Le poète et «éditeur de poètes», cofondateur du Castor astral, rassemble dans cet ouvrage à paraître fin janvier «118 poètes d’aujourd’hui» (également des paroliers et romanciers) français ou issus de la francophonie (de la Belgique à Haïti, du Québec au Liban). L’objet, édité en partenariat avec la manifestation nationale chahutée l’an dernier par une controverse autour de son parrain, est aussi le come-back d’une publication «restée mythique», affirme son directeur, «l’Année poétique», publiée chaque année par Seghers dans les années 70 et 2000, aperçu d’un an de création poétique contemporaine. L’on retrouve d’ailleurs dans le millésime de 2025 certains auteurs (William Cliff, Annie Le Brun et Jacques Réda, etc.) déjà au sommaire il y a cinquante ans.

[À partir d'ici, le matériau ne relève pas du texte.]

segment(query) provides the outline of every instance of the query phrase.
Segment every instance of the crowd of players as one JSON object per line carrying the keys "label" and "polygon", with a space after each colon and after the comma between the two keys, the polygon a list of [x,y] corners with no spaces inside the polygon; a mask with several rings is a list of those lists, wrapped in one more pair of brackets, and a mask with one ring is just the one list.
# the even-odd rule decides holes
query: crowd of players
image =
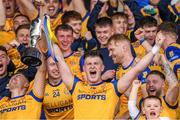
{"label": "crowd of players", "polygon": [[[27,66],[44,15],[51,48],[42,24]],[[0,0],[0,16],[0,119],[180,119],[179,0]]]}

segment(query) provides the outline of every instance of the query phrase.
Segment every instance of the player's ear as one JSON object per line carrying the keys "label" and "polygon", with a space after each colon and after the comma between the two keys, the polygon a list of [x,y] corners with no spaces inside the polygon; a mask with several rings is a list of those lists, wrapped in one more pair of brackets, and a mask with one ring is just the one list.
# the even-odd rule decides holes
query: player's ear
{"label": "player's ear", "polygon": [[144,109],[143,105],[142,105],[142,113],[143,113],[143,115],[145,114],[145,109]]}

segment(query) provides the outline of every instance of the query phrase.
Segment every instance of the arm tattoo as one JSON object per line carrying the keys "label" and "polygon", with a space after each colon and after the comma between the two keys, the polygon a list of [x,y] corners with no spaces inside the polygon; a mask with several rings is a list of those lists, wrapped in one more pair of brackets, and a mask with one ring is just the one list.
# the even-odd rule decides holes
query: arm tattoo
{"label": "arm tattoo", "polygon": [[166,73],[166,79],[169,85],[172,85],[173,83],[177,82],[177,78],[168,63],[164,64],[164,71]]}

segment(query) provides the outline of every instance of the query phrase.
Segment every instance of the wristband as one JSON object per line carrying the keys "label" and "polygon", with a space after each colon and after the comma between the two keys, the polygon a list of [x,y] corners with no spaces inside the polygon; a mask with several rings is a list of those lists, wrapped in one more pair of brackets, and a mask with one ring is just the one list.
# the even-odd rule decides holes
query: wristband
{"label": "wristband", "polygon": [[144,38],[140,39],[140,44],[142,45],[142,43],[145,41]]}
{"label": "wristband", "polygon": [[157,52],[159,52],[159,47],[157,45],[154,45],[151,51],[155,55]]}

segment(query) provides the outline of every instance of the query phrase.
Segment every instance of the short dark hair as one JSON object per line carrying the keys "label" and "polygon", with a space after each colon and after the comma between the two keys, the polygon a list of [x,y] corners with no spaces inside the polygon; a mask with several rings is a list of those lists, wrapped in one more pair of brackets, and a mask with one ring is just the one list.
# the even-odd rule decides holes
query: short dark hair
{"label": "short dark hair", "polygon": [[25,18],[30,22],[30,19],[29,19],[28,16],[23,15],[23,14],[21,14],[21,13],[19,13],[19,12],[14,16],[13,20],[16,19],[17,17],[20,17],[20,16],[21,16],[21,17],[25,17]]}
{"label": "short dark hair", "polygon": [[157,26],[157,20],[153,18],[152,16],[145,16],[139,21],[140,27],[148,26],[148,27],[154,27]]}
{"label": "short dark hair", "polygon": [[112,14],[111,19],[118,19],[118,18],[124,18],[128,20],[128,15],[125,14],[124,12],[115,12]]}
{"label": "short dark hair", "polygon": [[61,25],[58,25],[56,28],[55,28],[55,35],[57,35],[58,31],[72,31],[73,33],[73,28],[68,25],[68,24],[61,24]]}
{"label": "short dark hair", "polygon": [[109,40],[108,40],[108,44],[111,42],[111,41],[114,41],[114,42],[117,42],[117,41],[126,41],[130,44],[130,40],[129,38],[124,35],[124,34],[114,34],[112,35]]}
{"label": "short dark hair", "polygon": [[104,26],[112,26],[112,20],[109,17],[100,17],[97,19],[95,23],[95,28],[99,27],[104,27]]}
{"label": "short dark hair", "polygon": [[30,24],[25,24],[25,25],[18,26],[18,28],[15,30],[16,35],[17,35],[18,31],[21,30],[21,29],[28,29],[28,30],[30,30]]}
{"label": "short dark hair", "polygon": [[0,51],[4,51],[7,54],[7,50],[6,50],[6,48],[4,46],[0,45]]}
{"label": "short dark hair", "polygon": [[81,14],[74,10],[70,10],[66,11],[61,17],[61,21],[63,24],[67,24],[71,20],[82,20]]}
{"label": "short dark hair", "polygon": [[158,31],[170,32],[178,34],[178,29],[175,23],[173,22],[163,22],[159,25]]}
{"label": "short dark hair", "polygon": [[163,80],[165,80],[165,75],[164,75],[162,72],[158,71],[158,70],[153,70],[153,71],[151,71],[151,72],[146,76],[146,78],[147,78],[149,75],[152,75],[152,74],[158,75],[160,78],[162,78]]}
{"label": "short dark hair", "polygon": [[147,96],[147,97],[145,97],[144,99],[143,99],[143,106],[144,106],[144,103],[145,103],[145,101],[146,100],[148,100],[148,99],[156,99],[156,100],[159,100],[159,102],[160,102],[160,105],[162,106],[162,100],[159,98],[159,97],[157,97],[157,96]]}
{"label": "short dark hair", "polygon": [[84,60],[88,57],[99,57],[103,61],[103,56],[99,50],[89,50],[84,53]]}

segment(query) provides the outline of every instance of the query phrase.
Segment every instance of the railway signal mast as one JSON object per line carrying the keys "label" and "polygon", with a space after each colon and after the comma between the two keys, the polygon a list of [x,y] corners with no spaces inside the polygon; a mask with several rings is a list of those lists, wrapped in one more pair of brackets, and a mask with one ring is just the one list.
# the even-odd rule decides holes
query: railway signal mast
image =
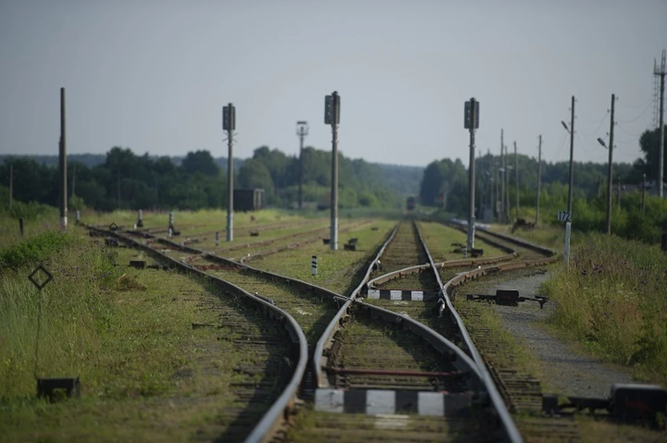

Cette anthologie annuelle – des «textes inédits et écrits pour l’occasion» – entreprend ainsi de continuer à rendre compte du foisonnement de la poésie contemporaine, attesté depuis une dizaine d’années, permis par l’opiniâtreté de l’édition indépendante, des manifestations de poésie – contre lesquelles les poètes parfois entrent en résistance – et de libraires. Elle tente de montrer au lecteur sa diversité formelle, de supports (du livre aux réseaux sociaux) et de ses préoccupations (écologiques, féministes, sur l’exil, la guerre, l’intolérance, etc.) ; mais sans prétention d’exhaustivité.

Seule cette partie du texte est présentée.